Posted by: KBK   2017-10-27 17:35  

#6  Pled damn autocorrect
Posted by: Chris   2017-10-27 16:43  

#5  He please guilty, how the hell can it be dismissed?
Posted by: Chris   2017-10-27 16:42  

#4  P. S. Don't text and drive.
Posted by: Threatch Jeamp8135   2017-10-27 14:58  

#3  Trumps comments were said while he was a covilian e ercosong his Constitutional freedom of speech rights that that this traitor turned against on the battle field.
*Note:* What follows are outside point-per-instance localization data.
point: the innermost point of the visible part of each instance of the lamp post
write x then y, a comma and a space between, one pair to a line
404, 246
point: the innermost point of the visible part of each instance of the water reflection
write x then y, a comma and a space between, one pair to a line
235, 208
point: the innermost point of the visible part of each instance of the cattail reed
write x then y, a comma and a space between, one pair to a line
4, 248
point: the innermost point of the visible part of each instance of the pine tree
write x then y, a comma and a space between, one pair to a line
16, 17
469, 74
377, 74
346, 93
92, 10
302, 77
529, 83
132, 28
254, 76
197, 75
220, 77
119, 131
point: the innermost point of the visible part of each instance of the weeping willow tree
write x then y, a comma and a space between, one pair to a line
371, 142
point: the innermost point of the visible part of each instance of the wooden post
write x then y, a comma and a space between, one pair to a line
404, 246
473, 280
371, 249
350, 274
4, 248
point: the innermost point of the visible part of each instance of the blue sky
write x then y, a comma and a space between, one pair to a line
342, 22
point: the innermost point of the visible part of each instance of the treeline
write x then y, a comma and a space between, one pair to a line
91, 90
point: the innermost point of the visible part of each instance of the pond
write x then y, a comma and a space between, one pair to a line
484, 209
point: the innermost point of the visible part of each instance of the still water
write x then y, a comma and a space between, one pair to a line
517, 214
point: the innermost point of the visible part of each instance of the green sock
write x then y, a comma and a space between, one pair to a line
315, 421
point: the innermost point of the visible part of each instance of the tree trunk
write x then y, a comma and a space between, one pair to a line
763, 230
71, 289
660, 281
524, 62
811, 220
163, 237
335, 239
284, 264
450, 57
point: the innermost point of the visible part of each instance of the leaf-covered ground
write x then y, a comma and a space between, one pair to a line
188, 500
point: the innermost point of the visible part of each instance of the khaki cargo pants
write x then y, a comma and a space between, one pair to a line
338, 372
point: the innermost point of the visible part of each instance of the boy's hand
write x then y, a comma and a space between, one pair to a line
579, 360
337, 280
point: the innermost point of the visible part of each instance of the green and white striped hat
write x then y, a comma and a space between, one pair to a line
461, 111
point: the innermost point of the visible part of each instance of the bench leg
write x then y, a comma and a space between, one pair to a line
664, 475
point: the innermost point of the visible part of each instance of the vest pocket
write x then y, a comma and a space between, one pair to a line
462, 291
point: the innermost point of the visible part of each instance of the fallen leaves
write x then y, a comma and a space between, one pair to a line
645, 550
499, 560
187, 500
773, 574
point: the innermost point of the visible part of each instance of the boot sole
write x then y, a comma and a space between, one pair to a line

The judge needs to be prosecuted.
Posted by: Threatch Jeamp8135   2017-10-27 14:43  

#2  Bowe Bergdahl Is Guilty Whether Trump Says So Or Not

"Claiming that President Trump’s intemperate tone voids an entire legal proceeding is ludicrous, and in doing so Bowe Bergdahl’s legal team is questioning Anglo-American legal fundamendals."


"Although the judge had already ruled earlier this year that Trump’s statements did not constitute unlawful command influence"
Posted by: newc   2017-10-27 14:06  

#1  Now you understand why he and his lawyer went with a military judge rather than a full courts martial panel. These are the judges/lawyers that brought us military proceedings for illegal combatants (illegal according to the various conventions on war we've signed). The same lawyers that wrote up RoEs that directly contradicted Art. 99 of the UCMJ.